What is your Critical Infrastructure List?  My critical what list?! Yes, you heard me correctly, what is your critical infrastructure list? This is a list of locations, events, structures, and services that could be vulnerable to natural disasters or intentional targeted events. Those critical things you just can't do without...and  doing without them would cripple your ability to carry out your mission. Brainstorming this list will help you in your personnel get to know your community a little better and start your planning process in the right direction.
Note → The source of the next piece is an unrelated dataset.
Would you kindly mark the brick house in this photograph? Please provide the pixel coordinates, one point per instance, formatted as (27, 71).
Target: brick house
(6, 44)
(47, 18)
Here is my sample list of critical infrastructure… these two are just for starters...those items that I consider essential locations or services that must be maintained and/or hardened. By the way, these are the two critical infrastructure systems that many feel are the most vulnerable...just say'n.

1. Telecommunications.
Telecommunications are one of the most vital systems we have available to us. These systems allow us to get messages to our public and each other. Telecommunications networks also are critical pieces of infrastructure in industry and commerce as well as our ability to operate our emergency operation centers.  We've become so accustomed to instant communication in the use of satellite and Internet features to add functionality to our processes that the loss of this technology will make it difficult for us to operate efficiently. Secondary communication systems easily  fall out of use and out of date… many secondary communication systems I've seen recently are in dire need of repair. Failure of telecommunications networks  from natural disasters or intentional targeted attacks will make it difficult for the event to be managed successfully. Therefore, telecommunications networks lead the list of critical infrastructure you should be planning to protect. It's important for every planner in every agency leader to understand the strengths and vulnerabilities of their local telecommunications network and backup systems. It is equally important for agency leaders and planners to understand the eventuality of telecommunications failures and have the communications plan “B.”

2. Electrical Power. 
I've talked about the potential impact of a power grid failure in prior posts and on Mitigation Journal podcast (listen to edition 173 here). I mean what I say. Our nation's power grid remains extremely vulnerable to natural disasters and intentional targeted attacks. Our current system of power distribution has no means for saving or storing energy. Also, because the electrical system operates at or near capacity most of the time, a failure in one location or plant may easily result in a cascade of failures throughout the grid. The effects of those failures will be felt almost immediately and manifest as brownouts or blackouts. The ripple effect from these events is insidious… with impact on other critical infrastructure sites such as hospitals.  The failure of our electrical power grid even for short periods of time will place increased demands on local responders. The ripple effect will continue through the community as civilians deploy alternate heating and power sources such as generators. While many of us are used to having the power go out from time to time, it is difficult for us to conceive going without electricity for weeks, months, or perhaps longer.